Wszyscy podnoszą ceny
Przejście od walut narodowych do euro łączy się niestety z podwyżką cen, kosztów itp., ale nie z podwyżką płac. Praktycznie w euro będziemy zarabiali mniej w stosunku do siły nabywczej pensji w poprzedniej walucie. No i państwo też chce zarobić na wymianie pieniędzy i zawsze korzysta z tej możliwości. Ot choćby to, że wymienia się tylko banknoty. Odpada cały monetarny drobiazg, który teoretycznie można zanieść w worku do banku, odstać swoje w kolejce i wymienić na jakąś śmieszną w sumie kwotę w euro. Kto się będzie tym przejmował, w każdym razie niewiele osób. Więc już na tym państwo zarabia sporo. Około 10 % obiegu pieniędzy to bilon. Nie mówiąc już, że wszyscy numizmatycy i tak zachowają swoje monety w zbiorach, a nawet więcej, bo przed planowaną wymianą na euro państwo zadba o wydanie jakiejś serii okolicznościowych monet, które kolekcjonerzy kupią i schowają do szuflad. A zapomniane banknoty w materacach? No i mennice przestaną być potrzebne.
Generalnie państwo podczas wymiany pieniędzy zyskuje (czytaj - zarabia) ok 10-20%, które mogą załatać niezłą dziurę budżetową. Można podejrzewać, że przejście na euro w takich krajach jak Szwecja czy Polska dokona się w okresie, kiedy pozornie dobre wyniki ekonomiczne będą stały w sprzeczności z ukrytą dziurą budżetową. Albo dziura budżetowa będzie już tak wielka i rząd ogłosi, że tylko Unia i euro są w stanie nas uratować! Wygląda na to, że dzieje się tak właśnie teraz! I Unia chce nas „ratować”. Przejściowy chaos spowodowany wymianą waluty pozwoli ukryć wszystkie niedociągnięcia w gospodarce i obciążyć za nie winą samą wymianę pieniędzy. Szczęśliwi będą tylko euroentuzjaści!

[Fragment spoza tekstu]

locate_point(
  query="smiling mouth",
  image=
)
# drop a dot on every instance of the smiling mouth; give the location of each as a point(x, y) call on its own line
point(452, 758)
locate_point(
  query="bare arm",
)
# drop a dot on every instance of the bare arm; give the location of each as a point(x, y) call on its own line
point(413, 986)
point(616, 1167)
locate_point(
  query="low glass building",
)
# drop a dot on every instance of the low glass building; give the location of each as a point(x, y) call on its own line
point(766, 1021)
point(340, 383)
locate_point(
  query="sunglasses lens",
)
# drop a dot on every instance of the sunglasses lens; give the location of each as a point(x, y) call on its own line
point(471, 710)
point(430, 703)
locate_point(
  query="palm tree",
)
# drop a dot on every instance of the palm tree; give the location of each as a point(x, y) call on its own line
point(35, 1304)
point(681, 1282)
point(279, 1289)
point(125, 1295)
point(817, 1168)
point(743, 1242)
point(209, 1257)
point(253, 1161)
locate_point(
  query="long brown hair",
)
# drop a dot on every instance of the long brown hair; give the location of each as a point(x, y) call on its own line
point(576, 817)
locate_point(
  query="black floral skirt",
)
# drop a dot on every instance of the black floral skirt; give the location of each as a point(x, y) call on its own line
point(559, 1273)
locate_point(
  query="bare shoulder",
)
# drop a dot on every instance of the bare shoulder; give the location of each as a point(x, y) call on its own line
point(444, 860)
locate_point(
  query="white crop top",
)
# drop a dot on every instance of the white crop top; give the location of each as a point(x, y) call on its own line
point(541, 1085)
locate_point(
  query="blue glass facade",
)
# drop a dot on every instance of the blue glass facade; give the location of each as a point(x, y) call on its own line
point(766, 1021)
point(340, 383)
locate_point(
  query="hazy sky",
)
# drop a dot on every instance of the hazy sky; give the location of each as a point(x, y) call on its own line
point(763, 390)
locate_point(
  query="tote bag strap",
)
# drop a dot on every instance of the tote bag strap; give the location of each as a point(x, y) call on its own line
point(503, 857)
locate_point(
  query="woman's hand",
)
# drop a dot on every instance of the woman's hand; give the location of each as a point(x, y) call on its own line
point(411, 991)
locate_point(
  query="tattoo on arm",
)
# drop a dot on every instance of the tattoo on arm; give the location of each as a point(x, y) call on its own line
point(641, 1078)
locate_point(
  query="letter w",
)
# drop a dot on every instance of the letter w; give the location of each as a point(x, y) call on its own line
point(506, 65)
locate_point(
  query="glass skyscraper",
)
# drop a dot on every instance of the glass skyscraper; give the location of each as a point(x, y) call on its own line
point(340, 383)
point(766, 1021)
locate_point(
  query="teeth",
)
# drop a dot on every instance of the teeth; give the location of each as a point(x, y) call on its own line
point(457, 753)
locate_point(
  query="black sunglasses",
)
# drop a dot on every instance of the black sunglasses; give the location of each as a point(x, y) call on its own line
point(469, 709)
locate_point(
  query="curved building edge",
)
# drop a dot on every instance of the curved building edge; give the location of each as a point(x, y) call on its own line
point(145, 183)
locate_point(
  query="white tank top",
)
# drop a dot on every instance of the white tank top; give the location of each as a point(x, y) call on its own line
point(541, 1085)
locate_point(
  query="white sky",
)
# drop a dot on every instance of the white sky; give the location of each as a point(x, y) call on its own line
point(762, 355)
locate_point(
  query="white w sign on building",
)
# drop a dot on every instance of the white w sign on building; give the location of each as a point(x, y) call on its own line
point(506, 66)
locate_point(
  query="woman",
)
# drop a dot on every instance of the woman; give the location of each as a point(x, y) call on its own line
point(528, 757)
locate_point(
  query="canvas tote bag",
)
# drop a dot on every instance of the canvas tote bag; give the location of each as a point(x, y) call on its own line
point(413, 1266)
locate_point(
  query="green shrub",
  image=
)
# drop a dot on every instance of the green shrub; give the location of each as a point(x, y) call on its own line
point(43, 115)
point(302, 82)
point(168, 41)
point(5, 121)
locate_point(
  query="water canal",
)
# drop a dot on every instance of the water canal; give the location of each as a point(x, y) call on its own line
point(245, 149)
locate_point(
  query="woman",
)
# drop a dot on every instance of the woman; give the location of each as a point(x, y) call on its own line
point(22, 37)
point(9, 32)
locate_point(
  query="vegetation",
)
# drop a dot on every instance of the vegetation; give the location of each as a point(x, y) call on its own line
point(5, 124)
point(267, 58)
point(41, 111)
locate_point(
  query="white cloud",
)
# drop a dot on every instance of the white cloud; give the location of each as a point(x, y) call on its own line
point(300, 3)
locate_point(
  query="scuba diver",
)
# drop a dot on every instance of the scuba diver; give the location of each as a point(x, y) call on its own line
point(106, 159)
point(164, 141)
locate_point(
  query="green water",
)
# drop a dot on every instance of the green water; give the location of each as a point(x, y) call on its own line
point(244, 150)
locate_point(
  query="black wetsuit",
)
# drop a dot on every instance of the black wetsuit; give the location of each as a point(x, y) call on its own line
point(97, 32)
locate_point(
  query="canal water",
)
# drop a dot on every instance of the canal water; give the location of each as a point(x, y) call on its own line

Równocześnie obieg „prawdziwych” pieniędzy, to znaczy realnych banknotów i monet jest stale ograniczany na rzecz pieniędzy wirtualnych - na kontach, i "plastikowych" - podczas płacenia kartami. Wirtualne pieniądze to zresztą dobry chwyt na likwidację psychicznej zależności pomiędzy ilością "prawdziwych" pieniędzy, które mamy aktualnie w portfelu, a chęcią zakupu towarów. Po prostu nie liczymy, czy starczy nam gotówki, bo płacąc kartą kredytową nie widzimy, że mamy już pusto w portfelu, a ewentualny brak pokryje nam kredyt bankowy. Kupuje się po prostu łatwiej i z mniejszymi wyrzutami sumienia.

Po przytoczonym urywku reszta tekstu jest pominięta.